I shoot one indoors, I have tried the dot but I just keep moving it to see the X. My groups with the dot are on the side of the X. So I am a ring shooter. I am going to shoot field this year and want to shoot a ring casue I know I like it. What color and size?


----------



## psargeant (Aug 1, 2004)

I've been shooting a ring indoor this year and like it. I have also shot the Tru-spot and while I love the lens, I struggle to get the housing I have for it to work for me. Back on topic...I shot a field round this weekend with the ring...did not like it one bit...the varying target sizes and distances messed with me. I am not giving up (Indoor is still going, but I still will shoot field any chance I get), but unless things get better before I gear up for outdoor, I will be putting a dot on my lens...


----------



## Jbird (May 21, 2002)

*Psargent*

The ring is not what is giving you problems. The problem is you are trying to fit the circle to the spot and hold it there instead of just staring at the X and ignoring the ring. You would be surprised how well you could shoot with even a 1/2" diameter ring if you learn to focus only on the X. Trying to center the spot in the ring seems like the logical thing to do but seeing only the X will produce more points.
Jbird


----------



## Brown Hornet (Aug 8, 2002)

Jbird said:


> The ring is not what is giving you problems. The problem is you are trying to fit the circle to the spot and hold it there instead of just staring at the X and ignoring the ring. You would be surprised how well you could shoot with even a 1/2" diameter ring if you learn to focus only on the X. Trying to center the spot in the ring seems like the logical thing to do but seeing only the X will produce more points.
> Jbird


Yep....I struggled trying to shoot good groups last year with a ring....my groups with a fiber where half the size at least. 

This year however.....I figured out how to shoot a ring...only the ring is the scope housing itself. So unless I shoot just awful like this outdoors....I will be using just a bare lens. 
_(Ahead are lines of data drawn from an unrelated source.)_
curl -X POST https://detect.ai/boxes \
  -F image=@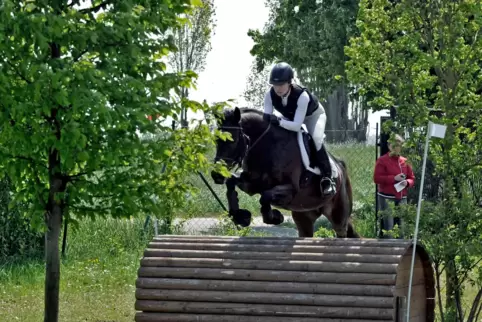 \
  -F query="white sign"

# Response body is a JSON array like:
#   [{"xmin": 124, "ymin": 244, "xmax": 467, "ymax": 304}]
[{"xmin": 428, "ymin": 122, "xmax": 447, "ymax": 139}]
And for those wondering because of the thread I started a while back I figured out a way to reduce the field of view I think this is going to be perfect.


----------



## psargeant (Aug 1, 2004)

Jbird said:


> The ring is not what is giving you problems. The problem is you are trying to fit the circle to the spot and hold it there instead of just staring at the X and ignoring the ring. You would be surprised how well you could shoot with even a 1/2" diameter ring if you learn to focus only on the X. Trying to center the spot in the ring seems like the logical thing to do but seeing only the X will produce more points.
> Jbird


You're probably right about that. I have managed to learn to focus on only the x with the truspot and with the ring for indoor, but I noticed I kept wanting to center up the ring on field. That is why I haven't given up on the idea of shooting the ring outdoor yet. What I noticed was that on some targets the ring was about the size of the x- that made me want to center up. On others, I couldn't see the x clearly (30, 50, 65, 80) again, I was wanting to center up. I think it can work, just didn't on my first try...


----------



## Jbird (May 21, 2002)

*Hornet*

How big is the scope housing you are using? If it is 1 3/8" you may find you have a little too much real estate in the view to deal with the targets 60 yards and out. Don't know if he still has any but Classic Scopes had some proto type housings that were 3/4" in diameter but he never massed produced them and went with a 1" housing I think. Always wanted to call him and see if he had any of those 3/4" housings laying around. I am shooting a fairly large ring and it is working and if want to shoot just the housing the Black Eagle 29 mm I have is fairly small. Would be interesting if someone would build a 1/2" lens and housing and make it about 4X. Might just work. You wouldn' be able to make the peep fit but you could center it like a pin.
Jbird


----------



## Brown Hornet (Aug 8, 2002)

I am using a 1.25" CR. But I have reduced the diameter down on the lens....I am going to play with it a little to get the picture I want plus I can go to the next size down peep. I tend to shoot a smaller peep outside then inside. But I think it is going to work fine the way it is now. Plus I am shooting a 6X now it wouldn't work with a 4X.


----------



## Jbird (May 21, 2002)

*Psarg*

Another thing you might try is to use a yellow ring. I have used green, orange, and black and the yellow has some things I really like. It shows up very well in the dark tunnels and it also shows up in bright daylight. It also is easier to ignore and focus on the X than orange and black. 
Jbird


----------



## psargeant (Aug 1, 2004)

Does that work indoor though...??? Seems like a yellow ring would completely disappear on a vegas face...maybe thats a good thing...


----------



## Jbird (May 21, 2002)

*Nope*

Indoors green or black works better. You could try yellow. Like you say, it might disappear but still be visible enough. Green is a pretty good compromise.
Jbird


----------